Thesis - campus only access

Date of Award

Summer 1966

Degree Name

Master of Arts (MA)

Department

English

Advisor

Ralph Coder

Abstract

The key to medieval literature was Dante’s statement, “of more senses than one”, for medieval literature must be interpreted “at one and the same time on different levels so closely interrelated that each is corrected by the other and that all are blended into an harmonious whole”. Medieval symbolism used the “symbolisms of the ages”. Furthermore, the medieval authors utilized the bestiaries, lapidaries, and other pseudo-sciences, astrology and alchemy, to symbolize natural objects. Naturally, the philosophers, the prophets, and the theologians of ancient and medieval civilizations were cognizant of number symbolism and of its significance. Aristotle noted: “three is the first number to which . . . ‘all’ has been appropriated”. St. Thomas Aquinas specified: “the Creator is threefold . . . The creature is also threefold, and its triplicity is specifically related to the Trinity”. In his Divina Commedia, Dante structurally maintained: “3 actual divisions of 34, 33, 33 cantos, . . . . Both Beatrice and the Comedy have their basis in the number 3”. Russell Peck observed: “like Dante, Chaucer uses three’s to describe both kinds of love (‘one which ennobles, and one which enthralls; one of light, one of night’).” Dante and Chaucer manipulated the number three to symbolize either the Trinity or the anti-trinity, for the three Fates were the messengers of Divine Providence, whereas the three Furies were the emissaries of Pandemonium. The Fates and Furies were antithetical agents. Russell Peck also asserted: “the three’s in the Troilus generally pertain in some way to the love theme.
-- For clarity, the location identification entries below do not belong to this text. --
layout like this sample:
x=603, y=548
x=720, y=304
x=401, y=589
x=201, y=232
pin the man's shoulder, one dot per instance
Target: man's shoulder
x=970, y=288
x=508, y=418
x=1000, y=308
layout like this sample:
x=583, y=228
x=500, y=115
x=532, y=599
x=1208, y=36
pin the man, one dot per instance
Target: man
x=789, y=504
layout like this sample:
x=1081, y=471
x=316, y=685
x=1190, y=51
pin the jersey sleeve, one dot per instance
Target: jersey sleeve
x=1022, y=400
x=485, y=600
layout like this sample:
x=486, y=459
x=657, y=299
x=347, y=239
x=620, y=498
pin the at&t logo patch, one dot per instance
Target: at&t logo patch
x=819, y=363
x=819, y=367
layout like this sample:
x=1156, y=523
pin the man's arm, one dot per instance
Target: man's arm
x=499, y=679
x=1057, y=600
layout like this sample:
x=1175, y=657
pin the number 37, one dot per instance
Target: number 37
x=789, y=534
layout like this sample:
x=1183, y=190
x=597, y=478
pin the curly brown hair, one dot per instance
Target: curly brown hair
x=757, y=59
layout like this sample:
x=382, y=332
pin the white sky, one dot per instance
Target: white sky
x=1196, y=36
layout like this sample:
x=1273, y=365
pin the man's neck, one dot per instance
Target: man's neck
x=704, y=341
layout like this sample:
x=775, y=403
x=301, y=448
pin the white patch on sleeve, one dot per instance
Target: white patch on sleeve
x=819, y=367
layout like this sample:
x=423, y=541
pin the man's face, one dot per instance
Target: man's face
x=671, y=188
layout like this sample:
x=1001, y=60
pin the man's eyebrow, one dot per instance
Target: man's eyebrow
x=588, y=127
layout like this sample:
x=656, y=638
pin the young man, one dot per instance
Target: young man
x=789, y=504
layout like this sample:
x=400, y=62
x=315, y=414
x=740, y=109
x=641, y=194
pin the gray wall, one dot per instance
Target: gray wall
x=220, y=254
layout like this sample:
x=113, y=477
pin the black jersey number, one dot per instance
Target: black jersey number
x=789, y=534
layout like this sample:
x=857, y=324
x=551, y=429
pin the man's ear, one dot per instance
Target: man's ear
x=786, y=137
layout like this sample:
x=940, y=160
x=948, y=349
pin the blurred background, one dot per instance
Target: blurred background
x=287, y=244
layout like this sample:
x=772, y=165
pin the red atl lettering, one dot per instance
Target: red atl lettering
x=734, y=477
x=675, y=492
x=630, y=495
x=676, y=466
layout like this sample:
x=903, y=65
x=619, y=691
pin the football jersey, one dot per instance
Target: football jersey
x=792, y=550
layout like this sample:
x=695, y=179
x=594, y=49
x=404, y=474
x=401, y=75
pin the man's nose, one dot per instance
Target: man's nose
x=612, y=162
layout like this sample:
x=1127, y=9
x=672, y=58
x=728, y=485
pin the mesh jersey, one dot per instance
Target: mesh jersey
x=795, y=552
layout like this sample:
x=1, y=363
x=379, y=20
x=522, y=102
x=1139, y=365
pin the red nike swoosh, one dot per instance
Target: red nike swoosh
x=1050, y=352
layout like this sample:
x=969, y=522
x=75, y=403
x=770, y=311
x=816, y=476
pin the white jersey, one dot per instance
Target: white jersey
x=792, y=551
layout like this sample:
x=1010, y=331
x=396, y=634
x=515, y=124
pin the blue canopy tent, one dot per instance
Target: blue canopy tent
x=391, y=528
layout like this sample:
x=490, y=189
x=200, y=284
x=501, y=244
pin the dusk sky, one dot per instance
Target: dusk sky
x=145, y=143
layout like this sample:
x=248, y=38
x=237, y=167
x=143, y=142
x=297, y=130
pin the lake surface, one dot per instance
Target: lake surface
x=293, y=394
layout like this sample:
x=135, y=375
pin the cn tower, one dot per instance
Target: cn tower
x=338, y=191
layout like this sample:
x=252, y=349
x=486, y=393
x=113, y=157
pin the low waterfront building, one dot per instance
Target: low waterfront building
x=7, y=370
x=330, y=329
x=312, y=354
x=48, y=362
Their significances range from ironic indication of cupidity to affirmation of the Trinity”. Then, he presented the proper and ultimate purpose of the Chaucerian number three and the theme of love: The climax of the three symbolism occurs in the final stanza of the Troilus, in which the number is specifically associated with the Trinity, the highest expression of love against which all other forms of love should ultimately be judged. In his religious Epilogue, Chaucer concluded with an apostrophe to his readers in which he anathematized the false and pagan “corsed old rites”, as he asked: “all the ‘young fresh folks’ to look up, . . . not on Olympus but on Calvary”.